The benefits for the Minimed Paradigm 522 are fantastic. An individual will be able to control their diabetes with a few simple adjustments for a person’s specific body type. The machine will allow everyone the freedom to live life without worrying about their insulin injections.

  1. The Minimed Paradigm 522 is completely wireless. An individual will never be concerned about messy wires or hookups again.
  2. This machine is waterproof for 30 minutes. A person will be able to swim, take a bath or shower without distressing about their insulin pump.

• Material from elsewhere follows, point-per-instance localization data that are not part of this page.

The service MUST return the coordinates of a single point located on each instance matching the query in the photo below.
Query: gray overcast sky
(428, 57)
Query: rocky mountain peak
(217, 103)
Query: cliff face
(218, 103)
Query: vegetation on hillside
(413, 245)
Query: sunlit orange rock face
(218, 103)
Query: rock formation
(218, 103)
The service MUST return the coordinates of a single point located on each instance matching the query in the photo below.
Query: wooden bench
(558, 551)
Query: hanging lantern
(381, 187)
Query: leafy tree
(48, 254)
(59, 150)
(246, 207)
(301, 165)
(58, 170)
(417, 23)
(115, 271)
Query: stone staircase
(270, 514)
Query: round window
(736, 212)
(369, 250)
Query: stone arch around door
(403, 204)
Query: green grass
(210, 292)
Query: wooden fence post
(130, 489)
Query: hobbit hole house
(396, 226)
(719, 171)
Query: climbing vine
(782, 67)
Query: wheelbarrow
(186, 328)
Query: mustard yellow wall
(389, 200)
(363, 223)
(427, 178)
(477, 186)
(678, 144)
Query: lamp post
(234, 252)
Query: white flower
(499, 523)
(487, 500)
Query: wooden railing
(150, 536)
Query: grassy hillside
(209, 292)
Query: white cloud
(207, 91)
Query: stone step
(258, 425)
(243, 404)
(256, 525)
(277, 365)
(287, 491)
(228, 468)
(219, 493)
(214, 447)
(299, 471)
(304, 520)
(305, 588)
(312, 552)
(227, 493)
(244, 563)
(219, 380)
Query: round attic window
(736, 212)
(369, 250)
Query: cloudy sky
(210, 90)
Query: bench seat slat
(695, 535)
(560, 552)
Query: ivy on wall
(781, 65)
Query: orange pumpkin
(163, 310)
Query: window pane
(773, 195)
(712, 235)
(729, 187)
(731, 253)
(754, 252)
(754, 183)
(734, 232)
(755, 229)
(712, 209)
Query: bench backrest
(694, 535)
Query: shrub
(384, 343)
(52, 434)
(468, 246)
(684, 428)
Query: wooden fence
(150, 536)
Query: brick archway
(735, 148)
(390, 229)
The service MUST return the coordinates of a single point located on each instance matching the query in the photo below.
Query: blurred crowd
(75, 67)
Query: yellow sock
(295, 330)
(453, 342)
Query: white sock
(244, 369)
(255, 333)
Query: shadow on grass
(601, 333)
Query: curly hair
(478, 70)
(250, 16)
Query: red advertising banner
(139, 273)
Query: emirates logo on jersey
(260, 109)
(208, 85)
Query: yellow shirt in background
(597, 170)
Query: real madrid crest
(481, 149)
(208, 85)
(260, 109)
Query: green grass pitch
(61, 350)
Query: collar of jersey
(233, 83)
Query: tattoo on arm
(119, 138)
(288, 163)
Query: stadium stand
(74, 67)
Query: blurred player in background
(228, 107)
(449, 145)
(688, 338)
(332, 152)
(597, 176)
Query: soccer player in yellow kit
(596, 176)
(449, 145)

  3. An individual can obtain software for records, uploading information or keeping track of the blood sugar levels. This is an excellent method in showing the health care provider records and information they need to know.
  4. The Minimed Paradigm 522 can be obtained in 4 different colors. This is a fantastic technique to be able to match a person’s style and personality.
  5. This product is equipped with a remote control. This will allow an individual privacy when adjusting their insulin pump.
  6. An individual will be able to contact a trained professional 24 hours a day. If a person has any questions or concerns about their machine, they can get the assistance right away.